The Liberal leader was no friend of public sector unions, dealt a fatal blow to the province’s film sector and eliminated the graduate retention rebate, making it harder for young workers to stay in Province.
Now, after two years of the pandemic and seeing the effects of cutting our public services and neglecting workers in great detail, it seems safe to say that Premier Tim Houston wants to set a very different tone for his young Progressive Conservative government.
With Tuesday’s provincial budget, I was pleased to see the government follow through on important promises, including desperately needed investments in health care.
One of the major highlights was the announcement of $66.3 million in wage increases for continuing care aides (CCAs) in long-term care and home care. The increase was announced earlier this year, but seeing the money in the budget gives added confidence that the increases are permanent and the government will follow through. Our union and many other organizations and advocates have grown hoarse after years of repeating the need to raise ACC salaries to address pressing recruiting and retention issues on the ground.
We hope this will mark a real turnaround in the way long-term care is treated in this province and that further investments and improvements will be made.
Another bright spot in the budget is the additional funding of $25 million to establish 4.1 hours of direct care for residents in long-term care facilities, which is a step in the right direction. This investment will significantly improve resident care and the quality of work of caregivers who will have more time to provide the quality care they are so capable of providing.
It is certainly a huge step in the right direction to see the Houston government recognize that the current hours of care in long-term care facilities were not enough.
It’s important to celebrate when you win. Thousands of people have spent years advocating for these improvements. It is wonderful to finally have a government in power that has listened and made changes.
At the same time, there are a number of items in this budget that are missing.
For example, the budget for the Department of Environment and Climate Change has been cut by 15%. In the budget documents, the environment is listed as one of the top priorities, but such a large reduction indicates otherwise.

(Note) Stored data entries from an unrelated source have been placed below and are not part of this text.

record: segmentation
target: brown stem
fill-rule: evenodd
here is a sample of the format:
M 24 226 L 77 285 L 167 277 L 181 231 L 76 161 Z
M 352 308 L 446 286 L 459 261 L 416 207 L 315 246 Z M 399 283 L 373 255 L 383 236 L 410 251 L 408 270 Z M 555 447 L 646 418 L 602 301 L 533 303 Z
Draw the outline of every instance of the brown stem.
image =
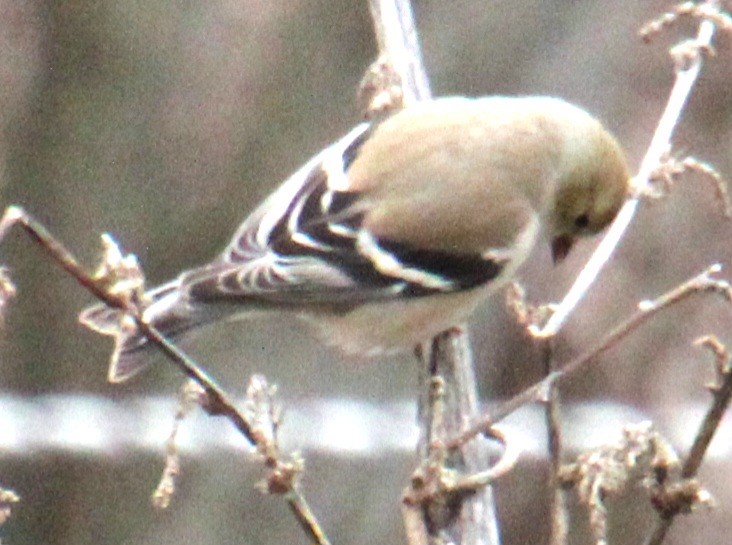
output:
M 704 415 L 694 438 L 694 443 L 681 466 L 682 479 L 691 479 L 696 476 L 707 448 L 722 422 L 722 417 L 729 407 L 730 400 L 732 400 L 732 369 L 730 369 L 729 361 L 724 365 L 720 375 L 721 384 L 716 384 L 710 388 L 713 396 L 712 404 L 706 415 Z M 676 515 L 678 515 L 678 512 L 660 514 L 655 527 L 645 541 L 645 545 L 660 545 L 671 528 Z
M 548 376 L 556 371 L 554 359 L 553 338 L 539 339 L 543 352 L 544 369 Z M 567 521 L 568 512 L 565 502 L 566 495 L 560 486 L 559 473 L 562 467 L 562 428 L 559 424 L 559 412 L 561 400 L 559 389 L 556 384 L 548 388 L 547 398 L 544 403 L 544 420 L 547 429 L 547 443 L 549 445 L 549 493 L 552 494 L 549 512 L 551 519 L 551 545 L 564 545 L 567 543 Z
M 483 430 L 487 430 L 492 425 L 500 422 L 518 408 L 528 403 L 545 399 L 548 389 L 555 382 L 565 380 L 577 371 L 589 366 L 596 360 L 597 356 L 616 346 L 622 339 L 638 329 L 638 327 L 658 312 L 686 299 L 690 295 L 711 292 L 718 295 L 721 294 L 727 301 L 732 301 L 732 290 L 729 283 L 712 277 L 713 274 L 720 270 L 721 267 L 719 265 L 712 265 L 700 275 L 684 282 L 659 298 L 653 301 L 642 302 L 638 305 L 638 310 L 632 316 L 617 325 L 596 346 L 563 365 L 559 371 L 551 372 L 543 380 L 516 394 L 491 413 L 474 421 L 466 431 L 447 441 L 446 446 L 448 448 L 457 448 L 466 441 L 470 441 L 476 435 L 483 433 Z
M 136 305 L 117 294 L 109 293 L 89 272 L 82 267 L 74 255 L 54 237 L 40 222 L 19 206 L 9 206 L 0 220 L 0 242 L 14 225 L 20 225 L 30 237 L 40 245 L 53 261 L 68 272 L 82 287 L 90 291 L 106 305 L 120 309 L 131 316 L 140 332 L 157 346 L 187 377 L 194 380 L 206 392 L 204 409 L 212 416 L 227 418 L 247 440 L 256 445 L 258 435 L 249 420 L 234 406 L 226 392 L 192 358 L 166 339 L 160 331 L 142 319 Z M 268 461 L 272 465 L 272 460 Z M 275 461 L 275 466 L 278 461 Z M 293 480 L 292 488 L 287 491 L 288 505 L 295 512 L 300 526 L 308 538 L 318 545 L 329 545 L 320 525 L 312 515 L 302 494 Z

Items the document highlights include federal money for infrastructure programs, money for electric charging stations and an expenditure to conduct energy audits on provincially owned buildings.
Each of these steps is important for the government to take, but together they encompass the bare minimum of what is required, not a full environmental plan.
Our forestry sector members are calling for clear and defined environmental standards in the industry. It remains to be seen whether this budget cut will hurt the department’s ability to provide the necessary frameworks for industry and maintain the confidence of Nova Scotians in moving towards a greener economy.
All in all, it’s a budget for history books. Efforts to improve the quality of jobs and care for Nova Scotians are long overdue and we will all benefit.
I will be watching closely to see how Premier Houston keeps his promises. Nova Scotians’ approval is his to lose.